Founder Campbell McKellar, who hails from Atlanta, Georgia, received her undergraduate degree at Princeton and finished up with an MBA at Stanford University. The blushing, PR-shy founder turned the lights on the site last June, but remained quiet in the press until she built a product she was ready to show the world.
Campbell’s story is quite instinctive: She was working for a real estate firm in 2008, and then the economy collapsed. Her firm laid off 40% of its staff and she found herself staring around a beautiful Tribeca loft, albeit an empty space. She told her boss, “Pay me half my salary and I’ll work remotely for 3 months.” Her boss agreed, she moved to Maine and realized that working remotely was just as productive after all, minus the interruptions from her friends wanting to go kayaking in the middle of an important call regarding mortgage appraisals. She loved the freedom, but still wanted an office. Aware of all the empty space in the city and therefore around the world, she thought, “Why don’t I try to keep those loose cubes together?”
The site now offers spaces in all corners of the world as far-reaching as co-working in the Caribbean, collaborative workspace in the Philippines, hip spaces in Berlin Germany, trendy spots in London (where I’ve just applied to work for the month of June!) to small town America in Ft. Collins, Colorado. You could say it’s like the AirBnB for workspaces but no one likes cliché metaphors.
Next month, they will launch “Loosecube 2.0” with a new design and better search function, that includes a feature to better match people with their professions. “Sharing space with professionals that you might like to meet,” will be one of the new themes. Loosecubes also released Instant Jelly, a sweet app for creating quick co-working events.
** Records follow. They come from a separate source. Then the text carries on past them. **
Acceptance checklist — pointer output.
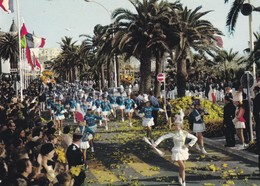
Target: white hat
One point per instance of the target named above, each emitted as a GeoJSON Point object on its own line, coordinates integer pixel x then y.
{"type": "Point", "coordinates": [237, 96]}
{"type": "Point", "coordinates": [145, 99]}
{"type": "Point", "coordinates": [89, 107]}
{"type": "Point", "coordinates": [179, 118]}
“I joined the Internet in 2010,” says Campbell, who says the majority of the site’s spaces have been brought to her attention via Twitter. The site is completely free to use at the moment, for both parties involved. Loosecubes is seed funded by Accel and Battery Ventures.
“In the future, I want to have a Loosecube on every corner. I want people to get into their local communities. I want people to have less risk if they want to pursue their own projects. I’m trying to remake the way the office works.”